Bressant eBook

Julian Hawthorne
This eBook from the Gutenberg Project consists of approximately 366 pages of information about Bressant.

Bressant eBook

Julian Hawthorne
This eBook from the Gutenberg Project consists of approximately 366 pages of information about Bressant.

As Bressant bowed to Cornelia, who courtesied grandly in return, the band struck up a waltz, which seemed to be at once reflected in her face and manner.  She was particularly sensitive to musical impressions, and instinctively looked up to Bressant’s face for sympathy, forgetting at the moment that his infirmity would probably debar him from sharing her enjoyment.  However that might be, he was certainly not indifferent to the silent music of her beauty; he was gazing down upon her with an intensity which caused her to droop her eyes, and draw an uneven breath or two.  There was in him all a man’s fire, strangely mingled with the freshness of a boy.

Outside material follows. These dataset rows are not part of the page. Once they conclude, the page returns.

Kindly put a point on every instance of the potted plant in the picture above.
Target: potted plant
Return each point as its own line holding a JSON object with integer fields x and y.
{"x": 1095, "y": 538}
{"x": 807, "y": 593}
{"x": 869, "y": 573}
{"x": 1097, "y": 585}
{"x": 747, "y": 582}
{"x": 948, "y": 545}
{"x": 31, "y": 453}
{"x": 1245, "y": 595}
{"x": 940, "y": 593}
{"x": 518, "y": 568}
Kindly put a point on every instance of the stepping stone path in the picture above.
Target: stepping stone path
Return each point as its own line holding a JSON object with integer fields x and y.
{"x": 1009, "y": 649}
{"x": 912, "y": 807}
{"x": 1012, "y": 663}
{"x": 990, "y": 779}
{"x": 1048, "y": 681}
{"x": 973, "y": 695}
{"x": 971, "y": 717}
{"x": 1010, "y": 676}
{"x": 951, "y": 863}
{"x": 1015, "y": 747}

“Take my arm,” said he, offering it to her.  After an instant’s hesitation, more mental, however, than physical, she laid her graceful hand within it, and they moved toward the dancing-room.

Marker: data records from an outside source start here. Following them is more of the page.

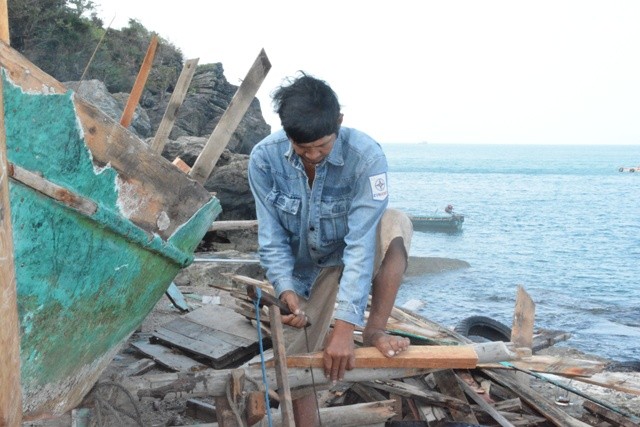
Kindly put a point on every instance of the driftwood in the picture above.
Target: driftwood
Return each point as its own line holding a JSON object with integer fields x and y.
{"x": 223, "y": 131}
{"x": 10, "y": 391}
{"x": 177, "y": 98}
{"x": 141, "y": 80}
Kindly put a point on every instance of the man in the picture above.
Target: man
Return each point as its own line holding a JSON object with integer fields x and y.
{"x": 325, "y": 232}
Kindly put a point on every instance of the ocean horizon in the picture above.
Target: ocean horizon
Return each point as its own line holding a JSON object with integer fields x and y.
{"x": 559, "y": 220}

But at the instant of contact an electric pulsation seemed to pass through Cornelia’s blood, imbuing it with a powerful ichor, alien to herself, yet whose potency was delicious to her.  She fancied, also, that she herself went out in the same way to her companion, establishing a magnetic interchange of personalities, so that each felt and shared the other’s thoughts and emotions.

They now stood in the principal dancing-hall, where several couples, who had already taken the floor, were revolving with various degrees of awkwardness.  The music had flowed into Cornelia’s ears until she was full of the rhythmical harmony.  She glanced up once more at her partner, this time with a lustrous look of confidence.  Was it possible that he had become inspired through her?  Certainly it seemed as if the feeling of the tune were discernible in his face as well as hers; it was even betokened by the lightsome pose of his figure, and a scarcely subdued buoyancy in his step.  Moment by moment did the occult sympathy between one another and the cadence of the music grow more assured and complete; and at length—­though precisely how it came about neither Cornelia nor Bressant could have told—­they were conscious of floating through the room, mutually supporting and leading on each other, mind and motion pulsating with the beat of the tune, amid a bright, half-seen chaos of lights, faces, and forms, dancing a waltz!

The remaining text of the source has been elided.